Stumbling upon the MSSC
From Fort Washington, Md., Ms. Flanagan studied communications and dance at the University of Maryland, College Park, where she later earned a master’s degree in finance and an M.B.A. degree. She said she takes a serendipitous, “whatever happens, happens” approach to life and pursued what she loved and what she felt was important to her.
She knew she loved working with and helping people while having fun and engaging with the spreadsheets and procurement reports that are typically associated with working in business.
"Where is a corporate culture, where is a business—what is something I could do that I can be myself but still do the spreadsheets and things that I love?” Ms. Flanagan asked herself.
In 2014, a GW staff member in her capoeira class mentioned the opportunities available at the university, and she found everything she was looking for at the MSSC.
MSSC Director Michael Tapscott said that Ms. Flanagan was quiet when she first joined the center, but quickly connected with their “family and team” ideology. He said Ms. Flanagan has become the glue that holds the MSSC house and community together through her efficiency in management and her ability to connect with the students that visit the center.

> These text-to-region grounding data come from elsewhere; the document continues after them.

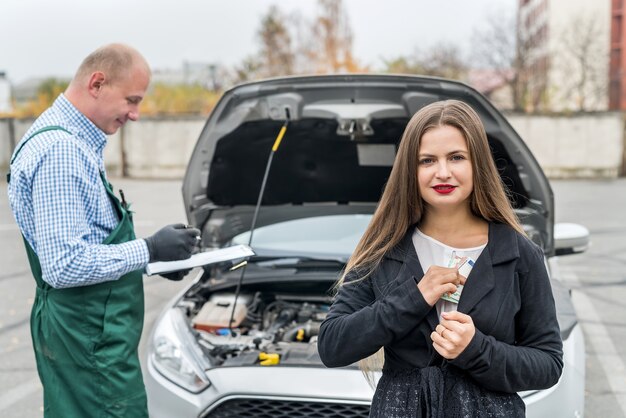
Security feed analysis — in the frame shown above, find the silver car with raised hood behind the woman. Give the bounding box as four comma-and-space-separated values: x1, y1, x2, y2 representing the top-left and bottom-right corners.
145, 75, 588, 418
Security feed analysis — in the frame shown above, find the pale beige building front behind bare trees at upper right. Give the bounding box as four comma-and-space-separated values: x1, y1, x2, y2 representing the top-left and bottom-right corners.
518, 0, 608, 112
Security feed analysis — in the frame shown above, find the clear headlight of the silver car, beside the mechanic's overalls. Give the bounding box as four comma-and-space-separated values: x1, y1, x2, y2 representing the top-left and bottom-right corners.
150, 308, 211, 393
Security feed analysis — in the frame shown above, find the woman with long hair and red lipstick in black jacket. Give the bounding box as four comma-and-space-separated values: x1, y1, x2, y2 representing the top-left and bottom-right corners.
318, 100, 563, 418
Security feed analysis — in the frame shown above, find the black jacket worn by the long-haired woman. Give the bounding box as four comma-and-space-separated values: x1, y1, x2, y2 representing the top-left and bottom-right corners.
318, 223, 563, 393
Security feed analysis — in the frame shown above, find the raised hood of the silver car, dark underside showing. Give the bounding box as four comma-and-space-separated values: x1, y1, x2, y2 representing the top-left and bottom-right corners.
183, 75, 554, 254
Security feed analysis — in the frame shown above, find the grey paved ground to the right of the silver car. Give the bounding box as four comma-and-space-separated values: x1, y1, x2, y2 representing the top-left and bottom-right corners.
553, 179, 626, 418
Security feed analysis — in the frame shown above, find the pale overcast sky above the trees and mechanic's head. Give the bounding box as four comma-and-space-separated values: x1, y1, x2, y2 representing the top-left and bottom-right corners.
0, 0, 517, 84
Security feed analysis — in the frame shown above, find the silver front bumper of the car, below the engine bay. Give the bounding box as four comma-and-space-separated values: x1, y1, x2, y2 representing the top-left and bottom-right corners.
145, 325, 585, 418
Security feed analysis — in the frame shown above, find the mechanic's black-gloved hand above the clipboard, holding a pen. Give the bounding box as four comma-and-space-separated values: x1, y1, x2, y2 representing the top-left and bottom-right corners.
145, 224, 200, 263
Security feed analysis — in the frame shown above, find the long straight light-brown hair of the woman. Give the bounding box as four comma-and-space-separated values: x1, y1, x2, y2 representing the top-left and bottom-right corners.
337, 100, 524, 383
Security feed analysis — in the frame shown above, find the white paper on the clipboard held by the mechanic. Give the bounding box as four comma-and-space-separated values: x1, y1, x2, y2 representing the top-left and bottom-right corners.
146, 244, 254, 276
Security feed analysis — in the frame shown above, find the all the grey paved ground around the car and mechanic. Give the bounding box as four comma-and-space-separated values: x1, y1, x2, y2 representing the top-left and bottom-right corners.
0, 179, 626, 418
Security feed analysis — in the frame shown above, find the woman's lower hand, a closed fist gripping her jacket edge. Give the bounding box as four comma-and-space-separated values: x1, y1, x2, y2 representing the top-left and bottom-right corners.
430, 311, 476, 360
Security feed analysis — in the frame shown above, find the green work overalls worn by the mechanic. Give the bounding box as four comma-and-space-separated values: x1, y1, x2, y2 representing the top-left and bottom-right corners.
14, 126, 148, 418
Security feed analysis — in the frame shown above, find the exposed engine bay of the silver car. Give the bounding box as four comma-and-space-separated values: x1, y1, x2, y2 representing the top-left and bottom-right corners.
177, 289, 331, 367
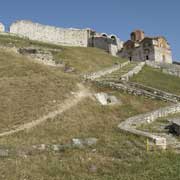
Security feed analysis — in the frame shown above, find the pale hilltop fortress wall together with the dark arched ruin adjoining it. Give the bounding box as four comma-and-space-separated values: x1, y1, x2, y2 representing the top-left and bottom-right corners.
10, 20, 123, 56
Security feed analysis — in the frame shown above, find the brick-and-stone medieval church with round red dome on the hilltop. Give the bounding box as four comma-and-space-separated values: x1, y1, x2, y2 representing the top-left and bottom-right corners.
118, 30, 172, 63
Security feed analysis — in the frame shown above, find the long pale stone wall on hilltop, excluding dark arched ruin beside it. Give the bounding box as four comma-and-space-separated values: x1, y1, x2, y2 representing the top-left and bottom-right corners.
10, 20, 90, 47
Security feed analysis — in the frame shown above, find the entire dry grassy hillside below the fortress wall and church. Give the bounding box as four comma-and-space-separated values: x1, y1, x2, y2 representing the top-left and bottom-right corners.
0, 35, 180, 180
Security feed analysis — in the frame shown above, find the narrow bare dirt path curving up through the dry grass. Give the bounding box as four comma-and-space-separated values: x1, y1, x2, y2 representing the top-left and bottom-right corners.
0, 84, 91, 137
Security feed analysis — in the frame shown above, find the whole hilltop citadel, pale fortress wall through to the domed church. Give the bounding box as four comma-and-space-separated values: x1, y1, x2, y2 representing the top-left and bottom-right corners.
0, 20, 172, 63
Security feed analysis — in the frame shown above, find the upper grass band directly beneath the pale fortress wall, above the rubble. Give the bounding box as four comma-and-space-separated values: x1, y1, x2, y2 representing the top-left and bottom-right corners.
0, 35, 125, 74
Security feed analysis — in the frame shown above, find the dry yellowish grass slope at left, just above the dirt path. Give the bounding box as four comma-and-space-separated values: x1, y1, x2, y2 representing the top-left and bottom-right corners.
0, 51, 78, 130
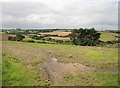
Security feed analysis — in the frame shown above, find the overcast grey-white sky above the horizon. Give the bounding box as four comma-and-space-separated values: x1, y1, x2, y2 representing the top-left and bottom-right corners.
0, 0, 119, 29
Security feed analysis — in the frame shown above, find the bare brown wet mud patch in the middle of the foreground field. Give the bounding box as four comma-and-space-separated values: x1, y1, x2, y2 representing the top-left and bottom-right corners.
43, 58, 94, 84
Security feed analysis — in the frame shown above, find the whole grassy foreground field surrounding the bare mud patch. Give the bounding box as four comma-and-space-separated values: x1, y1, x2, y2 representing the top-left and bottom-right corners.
2, 41, 118, 86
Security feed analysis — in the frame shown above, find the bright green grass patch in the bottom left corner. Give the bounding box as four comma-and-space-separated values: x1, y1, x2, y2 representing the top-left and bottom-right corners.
2, 55, 36, 86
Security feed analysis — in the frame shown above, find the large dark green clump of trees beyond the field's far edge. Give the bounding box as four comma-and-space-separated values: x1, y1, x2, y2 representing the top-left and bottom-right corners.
70, 28, 101, 46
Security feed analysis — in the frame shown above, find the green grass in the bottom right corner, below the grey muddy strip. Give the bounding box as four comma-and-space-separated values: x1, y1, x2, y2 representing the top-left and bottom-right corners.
90, 72, 118, 86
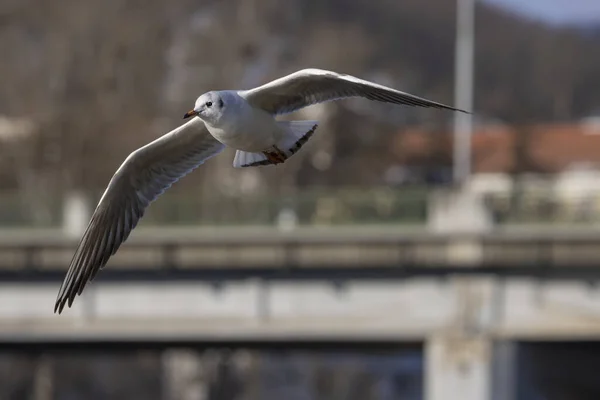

“We all work hard to make sure that any and every student feels like they belong here, that they matter here, and that this place is their forever university home,” Mr. Tapscott said. “Erin provides the daily heart, the warmth and the affection that students often seek when coming through our doors.”
Most mornings, if she isn’t working in her car because she’s determined to find a parking spot on G Street, students can find Ms. Flanagan in her office eating breakfast (which sometimes means leftover spaghetti Bolognese at 10 a.m.) with a tote bag full of snacks (including baby food fruit puree pouches and a large carton of oatmeal).
She’ll also have an obscure Netflix series up for background noise, her laptop open so she can answer more than 100 emails and a to-do list on her white board so she knows what she needs to get done.
Students will typically drop in seeking help with preparation for an upcoming MSSC event, or just for a quick chat. Ms. Flanagan said she often gets sidetracked by conversations with students in the MSSC, but being able to help out where she can and make even the smallest difference makes it more than worth it.
"For eight hours a day, I am in a place that's super supportive,” Ms. Flanagan said. “It's a huge collective, and it's such a genuine presence."
Learning through the GW experience
In her four-and-a-half years at GW, Ms. Flanagan has learned to be open to learning new things so she can continue to grow. She learned about areas of study she never knew about such as organizational sciences, she met a student who put milk in the bowl before the cereal—which was surprising—and she tried a mango for the first time (she wasn’t a big fan).
But along with the hundreds of Only at GW moments, the biggest lessons Ms. Flanagan learned from her time working at GW is patience with other people and herself and taking the time to stand still and be in the moment.
"I don't think, in the last four years, that I would have grown the same way outside of GW,” Ms. Flanagan said. “Being at the MSSC and being at GW as a whole has really expanded how I look at things."
Her favorite part of the GW experience is graduation, including the graduation MSSC hosts before commencement. Seeing how much the students have grown in just four years and watching them start fulfilling their potential is bittersweet because of the bonds she formed with the students. But overall, the experience makes her happy to be here at GW.
"You go through everything with this person and then you see them, you see them express what MSSC meant to them, and you see them go off into the world, it's like ‘wow, this is absolutely crazy,’” Ms. Flanagan said.
“To see them as full-fledged adults out here with renter's insurance and getting engaged and everything like that, it just feels like your family expands."